For there are many reasons why we behave and react the way we do and they are all autistic, because we are, and that is the one thing that I really wish the world could come to learn and to define us by.

#Autism
#ActuallyAutistic

@pathfinder thanks for that essay.

I'm sad for all the people who grew up earlier, and that today might get help and understanding instead of being pressured and excluded. For autistic parents who got overwhelmed, and for their children who suffered under them. I'm sad for all the people who still, today, feel "other" but can't find a name for the feeling or get misdiagnosed. We're so many that we might as well be called normal. We've always been there.

@autistics

@lizzard @autistics
Indeed. The value of a correct label is often dismissed by trite sayings like, labels are for cans. But what is forgotten with that is that until we find and recognise ours, we are alone. And alone means far too often feeling broken and useless.
The price of not being correctly diagnosed is still being paid by far too many. Which all too often is the result of not wanting to admit just how many of us there are and how varied we are.

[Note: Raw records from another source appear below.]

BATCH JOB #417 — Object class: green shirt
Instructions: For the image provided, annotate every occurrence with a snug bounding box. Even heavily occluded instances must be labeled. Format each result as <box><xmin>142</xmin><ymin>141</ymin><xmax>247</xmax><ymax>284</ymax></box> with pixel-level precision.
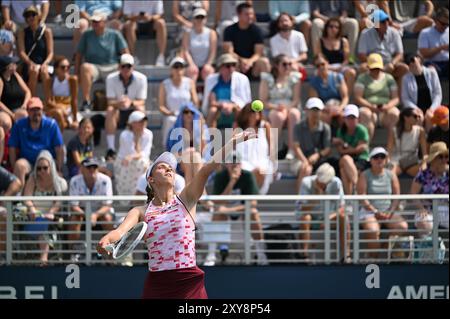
<box><xmin>78</xmin><ymin>28</ymin><xmax>127</xmax><ymax>65</ymax></box>
<box><xmin>336</xmin><ymin>124</ymin><xmax>369</xmax><ymax>161</ymax></box>
<box><xmin>213</xmin><ymin>169</ymin><xmax>259</xmax><ymax>195</ymax></box>
<box><xmin>355</xmin><ymin>73</ymin><xmax>397</xmax><ymax>105</ymax></box>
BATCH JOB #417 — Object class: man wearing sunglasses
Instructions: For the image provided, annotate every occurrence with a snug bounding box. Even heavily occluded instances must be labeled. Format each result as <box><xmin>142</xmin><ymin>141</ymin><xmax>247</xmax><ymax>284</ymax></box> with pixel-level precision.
<box><xmin>67</xmin><ymin>157</ymin><xmax>114</xmax><ymax>262</ymax></box>
<box><xmin>358</xmin><ymin>10</ymin><xmax>408</xmax><ymax>87</ymax></box>
<box><xmin>105</xmin><ymin>53</ymin><xmax>147</xmax><ymax>161</ymax></box>
<box><xmin>223</xmin><ymin>2</ymin><xmax>270</xmax><ymax>77</ymax></box>
<box><xmin>202</xmin><ymin>53</ymin><xmax>252</xmax><ymax>128</ymax></box>
<box><xmin>8</xmin><ymin>97</ymin><xmax>64</xmax><ymax>185</ymax></box>
<box><xmin>75</xmin><ymin>11</ymin><xmax>129</xmax><ymax>111</ymax></box>
<box><xmin>418</xmin><ymin>8</ymin><xmax>449</xmax><ymax>79</ymax></box>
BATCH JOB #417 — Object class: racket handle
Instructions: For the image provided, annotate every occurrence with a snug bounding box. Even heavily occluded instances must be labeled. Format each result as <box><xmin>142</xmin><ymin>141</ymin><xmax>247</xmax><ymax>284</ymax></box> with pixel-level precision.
<box><xmin>105</xmin><ymin>244</ymin><xmax>114</xmax><ymax>254</ymax></box>
<box><xmin>97</xmin><ymin>244</ymin><xmax>114</xmax><ymax>257</ymax></box>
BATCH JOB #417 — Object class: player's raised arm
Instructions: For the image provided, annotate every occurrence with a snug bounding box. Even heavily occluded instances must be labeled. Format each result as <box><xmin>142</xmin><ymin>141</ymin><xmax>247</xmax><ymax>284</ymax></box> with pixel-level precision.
<box><xmin>180</xmin><ymin>130</ymin><xmax>258</xmax><ymax>210</ymax></box>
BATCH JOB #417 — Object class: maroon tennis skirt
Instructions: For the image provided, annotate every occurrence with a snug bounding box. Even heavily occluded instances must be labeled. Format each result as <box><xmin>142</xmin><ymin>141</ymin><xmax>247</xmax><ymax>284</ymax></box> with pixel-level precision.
<box><xmin>142</xmin><ymin>266</ymin><xmax>208</xmax><ymax>299</ymax></box>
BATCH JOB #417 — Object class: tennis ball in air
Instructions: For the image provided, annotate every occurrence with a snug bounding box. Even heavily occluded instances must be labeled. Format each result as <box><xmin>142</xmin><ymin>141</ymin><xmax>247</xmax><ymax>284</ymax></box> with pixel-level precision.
<box><xmin>252</xmin><ymin>100</ymin><xmax>264</xmax><ymax>112</ymax></box>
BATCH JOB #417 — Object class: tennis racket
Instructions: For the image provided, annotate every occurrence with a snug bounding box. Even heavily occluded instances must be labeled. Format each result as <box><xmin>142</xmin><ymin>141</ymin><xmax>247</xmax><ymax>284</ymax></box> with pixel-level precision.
<box><xmin>105</xmin><ymin>222</ymin><xmax>147</xmax><ymax>259</ymax></box>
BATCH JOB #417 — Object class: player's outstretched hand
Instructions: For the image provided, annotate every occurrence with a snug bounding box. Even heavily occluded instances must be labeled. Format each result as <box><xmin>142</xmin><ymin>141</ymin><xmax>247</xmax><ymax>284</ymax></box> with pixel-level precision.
<box><xmin>97</xmin><ymin>235</ymin><xmax>111</xmax><ymax>256</ymax></box>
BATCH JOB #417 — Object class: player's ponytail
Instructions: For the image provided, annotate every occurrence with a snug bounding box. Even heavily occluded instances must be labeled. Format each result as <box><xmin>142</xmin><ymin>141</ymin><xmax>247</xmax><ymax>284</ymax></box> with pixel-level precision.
<box><xmin>145</xmin><ymin>185</ymin><xmax>155</xmax><ymax>204</ymax></box>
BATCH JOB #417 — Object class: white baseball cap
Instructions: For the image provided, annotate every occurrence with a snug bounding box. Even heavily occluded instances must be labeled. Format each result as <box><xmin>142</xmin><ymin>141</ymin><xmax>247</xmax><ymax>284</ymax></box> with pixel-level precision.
<box><xmin>90</xmin><ymin>10</ymin><xmax>108</xmax><ymax>22</ymax></box>
<box><xmin>128</xmin><ymin>111</ymin><xmax>147</xmax><ymax>124</ymax></box>
<box><xmin>316</xmin><ymin>163</ymin><xmax>336</xmax><ymax>184</ymax></box>
<box><xmin>192</xmin><ymin>8</ymin><xmax>208</xmax><ymax>18</ymax></box>
<box><xmin>145</xmin><ymin>152</ymin><xmax>178</xmax><ymax>180</ymax></box>
<box><xmin>305</xmin><ymin>97</ymin><xmax>325</xmax><ymax>110</ymax></box>
<box><xmin>344</xmin><ymin>104</ymin><xmax>359</xmax><ymax>118</ymax></box>
<box><xmin>169</xmin><ymin>56</ymin><xmax>186</xmax><ymax>67</ymax></box>
<box><xmin>369</xmin><ymin>147</ymin><xmax>389</xmax><ymax>158</ymax></box>
<box><xmin>120</xmin><ymin>53</ymin><xmax>134</xmax><ymax>65</ymax></box>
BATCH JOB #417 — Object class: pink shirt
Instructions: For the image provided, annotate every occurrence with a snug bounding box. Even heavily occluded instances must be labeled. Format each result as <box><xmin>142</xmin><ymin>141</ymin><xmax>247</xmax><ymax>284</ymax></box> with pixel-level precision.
<box><xmin>144</xmin><ymin>196</ymin><xmax>196</xmax><ymax>271</ymax></box>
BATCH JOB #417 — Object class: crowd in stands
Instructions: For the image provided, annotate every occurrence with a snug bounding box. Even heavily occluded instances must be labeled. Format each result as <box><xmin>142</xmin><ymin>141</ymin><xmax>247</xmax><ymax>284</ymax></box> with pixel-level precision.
<box><xmin>0</xmin><ymin>0</ymin><xmax>449</xmax><ymax>265</ymax></box>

@pathfinder @lizzard @autistics

Labels provide a shorthand, which is why they can be both useful (e.g. in the context of diagnosis getting a quicker understanding of nerds) and harmful (e.g. stereotypes).

But living without labels at all would be a pain in the wotsit.

@misaimed_brain @lizzard @autistics
They are the sign posts by which we can find our own. As you said, not necessarily complete descriptions. But so much better than the nothingness that leaves us alone.

@pathfinder @lizzard @autistics

I like that way of putting it - the nothingness. Or alternatively to me it is the noise of lots of impressions without a way to make sense of them. I like frameworks.

@misaimed_brain @lizzard @autistics
I used to like fireworks a lot more than I do now. But that's because of the way they are deliberately making them far too loud.